Bismillah, alhamdulillah, wa salat wa salam ala Rasulullah

If you pay close attention you can notice miracles occurring, that have resonance in the Quran. Over the past few days, some relatives of mine passed away, and I had to undergo a surgery. This was a bit of a hard time but alhamdulillah, over the course of a week and a half, family friends have dropped off about 10 13 big dishes of food.

This isn’t the first time. My auntie and uncle teach Quran to a number of children in their neighborhood and apartment building. The both of them had a stroke and we’re sick at home, unable to cook or teach as they recovered. I still recall my auntie saying, “I swear by Allah, I haven’t had to touch the stove for cooking anything, we’ve had food delivered to us people in the mahala, for one month.” Now this is Canada by the way, where Muslims are still relatively few, yet somehow Allah sends his bounty to those who are afflicted and bear with patience.

In the Quran, you see this in the story of Maryam.

So she conceived him and withdrew with him to a remote place. Labor pains drove her to the trunk of a palmtree. She said, “O would that I had died before this, and had been completely forgotten.” But the one that was below her called to her, “Do not grieve, your Lord has placed a brook below you. Shake the trunk of the palmtree towards you and fresh dates will fall down to you.” (Quran 19:22–25)

Notice how close the connection and association is between her pain and grief and the food God is consoling her with. They are inextricably linked within the same verses and moreover it is repeated twice!

But al-Maybudī would have us know that this “pain of petitioning” is itself a blessing:

Maryam rose up in her weakness and seized the dry tree. When her hand touched the dry tree, it turned green, moist and fresh, bearing fruit, and in its freshness bent towards her. A divine voice came saying, “We had the power so that even without your touching the tree it would have become green and bent towards you, but We wanted by your shaking it to bring forth two miracles; first was that in childbirth, weakness and illness, We gave you power to shake the tree, which was to verify the miracle for you. The other was that We wanted the blessing of your hand to reach the tree so that it would bear fruit. Then the people of the world would understand that whoever is sad and grieved for Us, their hand is a remedy for pains.42

The theme of human longing and supplication is further developed in commentary that compares Maryam’s contemplative prayer in the to the prayer she makes in the pain and distress of childbirth.

When Maryam received the food in her it was a miracle of pure grace occurring without any effort on her part. The dates she is provided with here are also considered to be a miracle, since the tree is said to have been dried up and without fruit until she shook its trunk.38 Several commentators point out that in this second miracle, Maryam is required to act. Al-Qushayrī writes,

It is said that when she was isolated (mujarrad) and without attachment Zakariyyā would find her with food without her having been instructed to exert herself.
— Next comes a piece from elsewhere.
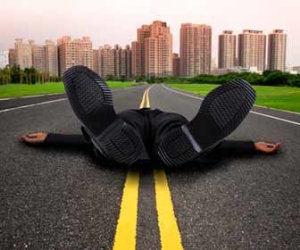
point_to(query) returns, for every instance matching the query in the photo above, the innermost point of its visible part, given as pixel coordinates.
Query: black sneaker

When the attachment to the child occurred, she was instructed to shake the dried palmtree and this was in her weakest state as the time of the birth of the child became closer, in order to know that attachment necessitates pain and hardship.39

-Sufi Commentaries on the Quran, Kristin Zahra Sands, pg. 105

I find it of importance and contemplate on this often when I undergo difficulty. Something distressing will have occurred and yet at those times I find fruit to taste the sweetest. And as my personal stories and the tafsir of these ayahs show, when a person bears patiently with trials somehow sustenance appears miraculously. It may require a little work, as in the case of Maryam having to shake the tree, but that also has the benefit of making you realize, in your weakness you still have strength and much to be grateful for. Recovering these past few days, I find when you are weak and suffering, you begin to realize how minuscule that pain is in relation to the vastness of everything Allah has given you and your eman increases and rises. When Ayyub alayhi salam was afflicted with the death of his 14 children, and 7 years of leprosy, his wife asked him to make dua and he said: “Amma astahi an atlu minallahi rafa balahi wa ma qadaytu fihi mu dat-tarathahi; I feel ashamed when my Allah has given me 80 years prosperity, and only tested me for 7 years. I don’t have the guts to ask Allah- I feel ashamed to ask Allah.”

Subhana kallahumma wa bihamdika ash-haduana la illaha illa ant astaghfiruka wa atubu ilayk, ameen.